To sum up, the simulation results of the proposed relative force/position hybrid controller of the DACR show that the two end-effectors of the DACR tracked the expected relative force and relative position well. The actual relative forces and positions oscillate to varying degrees only at the inflection points of the S-shaped trajectories. The absolute error between the actual and expected relative position of the DACR’s end-effectors was less than 0.0220 m, with a root mean square error of 0.0093. This demonstrates that the proposed relative force/position hybrid controller for the MDAR can effectively control the relative force and position of the two end-effectors and maintain good tracking of the expected values.

6. Conclusions

The objective of this investigation is to address the main problems associated with the presented MDAR in two key areas: the relative dynamics and control characteristics, and the following conclusions have been drawn:

• This paper established a relative dynamics model for a mobile dual-arm robot (MDAR), which precisely described the mapping relationship between relative forces and joint torques between the end-effectors of the two arms, laying the theoretical foundation for cooperative control.

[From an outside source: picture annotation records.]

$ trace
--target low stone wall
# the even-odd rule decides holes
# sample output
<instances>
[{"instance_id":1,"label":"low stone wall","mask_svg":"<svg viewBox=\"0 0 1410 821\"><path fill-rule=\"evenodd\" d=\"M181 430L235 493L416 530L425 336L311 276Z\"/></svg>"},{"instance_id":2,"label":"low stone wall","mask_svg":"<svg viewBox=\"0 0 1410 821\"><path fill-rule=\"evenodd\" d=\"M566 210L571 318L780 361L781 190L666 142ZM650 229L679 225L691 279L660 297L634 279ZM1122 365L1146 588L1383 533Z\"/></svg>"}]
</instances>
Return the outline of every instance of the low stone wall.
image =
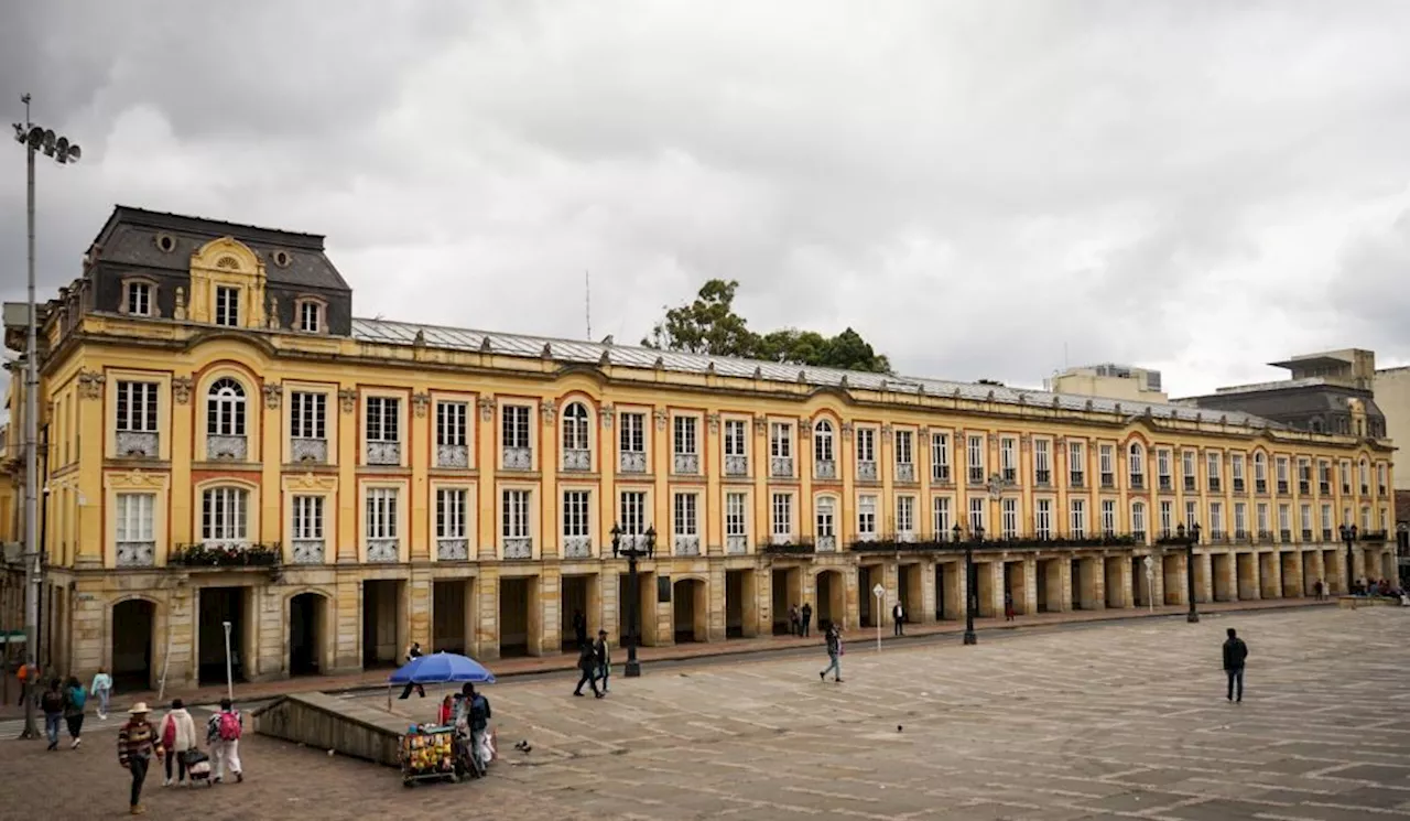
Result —
<instances>
[{"instance_id":1,"label":"low stone wall","mask_svg":"<svg viewBox=\"0 0 1410 821\"><path fill-rule=\"evenodd\" d=\"M323 693L282 695L252 714L254 729L259 735L389 767L400 766L398 752L407 721L365 704Z\"/></svg>"},{"instance_id":2,"label":"low stone wall","mask_svg":"<svg viewBox=\"0 0 1410 821\"><path fill-rule=\"evenodd\" d=\"M1400 607L1399 598L1389 595L1344 595L1337 600L1337 607L1356 609L1358 607Z\"/></svg>"}]
</instances>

• Based on the relative dynamics model, a force/position hybrid controller was proposed for the presented MDAR. By uniformly describing relative motion and relative force, this proposed controller achieved high-precision tracking of both the expected relative position and forces. Furthermore, the stability of the closed-loop system was theoretically proven via the Lyapunov function. Compared to traditional control methods, this approach significantly enhanced tracking accuracy and provided a robust control strategy for mobile two arms collaborative operation systems.

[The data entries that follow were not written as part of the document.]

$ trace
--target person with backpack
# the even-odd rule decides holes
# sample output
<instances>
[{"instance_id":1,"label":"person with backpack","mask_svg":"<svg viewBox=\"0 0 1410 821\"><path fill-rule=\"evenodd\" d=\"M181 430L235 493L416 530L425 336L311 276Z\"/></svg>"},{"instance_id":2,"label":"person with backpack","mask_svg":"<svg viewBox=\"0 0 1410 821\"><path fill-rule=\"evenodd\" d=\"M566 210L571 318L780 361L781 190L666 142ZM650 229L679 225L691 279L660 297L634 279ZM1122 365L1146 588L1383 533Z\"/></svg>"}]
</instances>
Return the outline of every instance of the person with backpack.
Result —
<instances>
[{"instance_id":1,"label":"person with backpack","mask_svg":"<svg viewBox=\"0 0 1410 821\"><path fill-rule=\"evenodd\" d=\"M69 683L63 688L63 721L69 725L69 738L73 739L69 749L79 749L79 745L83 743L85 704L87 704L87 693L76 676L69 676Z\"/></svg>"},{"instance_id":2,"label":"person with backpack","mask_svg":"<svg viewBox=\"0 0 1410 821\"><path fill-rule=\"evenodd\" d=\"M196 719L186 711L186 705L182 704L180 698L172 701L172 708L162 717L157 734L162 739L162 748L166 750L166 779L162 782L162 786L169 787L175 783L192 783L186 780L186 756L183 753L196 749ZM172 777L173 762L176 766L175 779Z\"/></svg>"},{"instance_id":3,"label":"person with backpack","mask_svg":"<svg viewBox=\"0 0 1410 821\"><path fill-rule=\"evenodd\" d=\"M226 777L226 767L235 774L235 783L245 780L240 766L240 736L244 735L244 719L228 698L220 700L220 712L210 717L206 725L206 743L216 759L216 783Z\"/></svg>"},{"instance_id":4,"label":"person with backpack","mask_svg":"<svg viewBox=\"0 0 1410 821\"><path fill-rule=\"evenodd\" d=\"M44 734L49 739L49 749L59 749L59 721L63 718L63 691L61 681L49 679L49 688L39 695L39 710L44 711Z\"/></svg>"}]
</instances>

• The relative force/position hybrid control simulations were performed on the DACR for coal mine to verify the effectiveness of the proposed relative force/position hybrid controller. All joint outputs required by the controller during operation fell within the system’s capabilities and fully satisfied the cutting load demands of coal mines. The two end-effectors of the DACR maintained good tracking of the expected relative forces and position, exhibiting a maximum absolute error of 0.0220 m and a root mean square error of 0.0093 m. This indicated that the relative force/position controller could simultaneously control the relative position of the two end-effectors of the MDAR and the relative force to the environment with good control accuracy. The results obtained of this study established a theoretical foundation for controlling, analyzing, and implementing the proposed MDAR system.